DefiledAI Research
QUANTIZATION GUIDE
GGUF quantization lets you run large models on consumer hardware by reducing weight precision. This guide covers every major format, their quality tradeoffs, and how to choose the right one for your hardware.
WHAT IS QUANTIZATION?
Neural network weights are typically stored as 16-bit or 32-bit floating point numbers. Quantization reduces each weight to fewer bits — trading a small amount of model quality for dramatically lower VRAM usage and faster inference.
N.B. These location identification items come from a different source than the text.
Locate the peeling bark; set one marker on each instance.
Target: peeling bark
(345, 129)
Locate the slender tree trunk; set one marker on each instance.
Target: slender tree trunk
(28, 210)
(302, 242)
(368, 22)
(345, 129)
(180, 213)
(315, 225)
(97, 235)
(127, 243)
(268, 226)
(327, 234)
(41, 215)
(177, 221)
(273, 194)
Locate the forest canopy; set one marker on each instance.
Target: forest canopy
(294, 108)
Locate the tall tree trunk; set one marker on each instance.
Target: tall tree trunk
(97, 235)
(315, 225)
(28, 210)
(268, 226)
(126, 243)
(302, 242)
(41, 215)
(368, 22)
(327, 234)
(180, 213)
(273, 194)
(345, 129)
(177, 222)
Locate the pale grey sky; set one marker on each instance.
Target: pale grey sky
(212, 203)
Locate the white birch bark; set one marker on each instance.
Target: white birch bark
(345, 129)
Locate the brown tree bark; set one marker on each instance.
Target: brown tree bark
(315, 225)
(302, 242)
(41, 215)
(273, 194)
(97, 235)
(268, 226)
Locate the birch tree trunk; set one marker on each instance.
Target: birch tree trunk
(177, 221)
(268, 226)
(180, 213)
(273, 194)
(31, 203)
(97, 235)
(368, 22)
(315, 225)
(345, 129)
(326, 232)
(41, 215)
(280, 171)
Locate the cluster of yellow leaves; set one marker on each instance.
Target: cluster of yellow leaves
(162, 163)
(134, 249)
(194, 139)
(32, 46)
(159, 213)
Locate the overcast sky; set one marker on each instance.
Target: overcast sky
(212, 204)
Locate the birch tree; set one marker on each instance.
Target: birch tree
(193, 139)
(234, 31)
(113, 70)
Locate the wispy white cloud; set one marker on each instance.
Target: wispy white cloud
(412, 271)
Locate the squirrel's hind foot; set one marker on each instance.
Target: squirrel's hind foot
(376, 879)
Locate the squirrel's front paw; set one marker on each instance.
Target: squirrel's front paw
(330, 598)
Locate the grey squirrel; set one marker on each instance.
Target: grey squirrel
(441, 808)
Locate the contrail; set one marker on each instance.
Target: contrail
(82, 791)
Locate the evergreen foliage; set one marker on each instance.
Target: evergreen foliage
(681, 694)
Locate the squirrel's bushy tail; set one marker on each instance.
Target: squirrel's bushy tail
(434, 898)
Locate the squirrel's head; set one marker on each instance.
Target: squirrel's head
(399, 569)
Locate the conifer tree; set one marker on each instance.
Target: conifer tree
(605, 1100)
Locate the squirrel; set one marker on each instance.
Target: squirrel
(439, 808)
The GGUF format (used by llama.cpp, Ollama, LM Studio, and ExLlamaV2) supports a wide range of quantization levels. K-quants (Q4_K_M, Q5_K_M etc.) use a mixed-precision approach that preserves quality in the most important layers.
Format Comparison
| Format | Bits | VRAM vs F16 | Quality | Speed | Notes |
|---|---|---|---|---|---|
| F16 | 16 | 1.0× | 100 | 60 | Highest fidelity. Only viable for small models on high-VRAM cards. |
| Q8_0 | 8 | 0.5× | 99 | 75 | Near-lossless. Best quality/size tradeoff for models that fit in VRAM. |
| Q6_K | 6 | 0.38× | 98 | 82 | Excellent quality with meaningful VRAM savings. Recommended for 13B. |
| Q5_K_M | 5 | 0.31× | 96 | 88 | Strong quality. Good default for 7-13B models when VRAM is limited. |
| Q4_K_M | 4 | 0.25× | 92 | 95 | Most popular. Best balance of quality, speed, and VRAM for 70B class. |
| Q3_K_M | 3 | 0.19× | 83 | 100 | Noticeable quality degradation. Use only when VRAM is severely constrained. |
| IQ3_M | ~3.5 | 0.22× | 87 | 92 | Importance-matrix quantization. Better quality than Q3_K_M at similar size. |
| Q2_K | 2 | 0.13× | 65 | 100 | Severe quality loss. Last resort for fitting very large models on limited VRAM. |
| IQ1_M | ~1.5 | 0.09× | 45 | 100 | Extreme compression. Only useful for 405B/671B models on consumer hardware. |
VRAM Requirements by Model Size
| Model | F16 | Q8_0 | Q5_K_M | Q4_K_M | Q2_K |
|---|---|---|---|---|---|
| 7B | 14GB | 7GB | 5GB | 4GB | 2.5GB |
| 13B | 26GB | 13GB | 9GB | 7GB | 4GB |
| 30B | 60GB | 30GB | 22GB | 17GB | 9GB |
| 70B | 140GB | 70GB | 48GB | 40GB | 22GB |
| 405B | 810GB | 405GB | 280GB | 220GB | 110GB |
QUICK RECOMMENDATION
Consumer GPU (≤24GB)
Use Q4_K_M for 7-13B models. For 70B you'll need dual GPUs or NVLink.
Dual GPU (48GB)
Run 70B at Q4_K_M comfortably. Q5_K_M if you want better quality at 56GB.
Quality Priority
Always use the highest quant that fits. Q6_K or Q8_0 for smaller models if VRAM allows.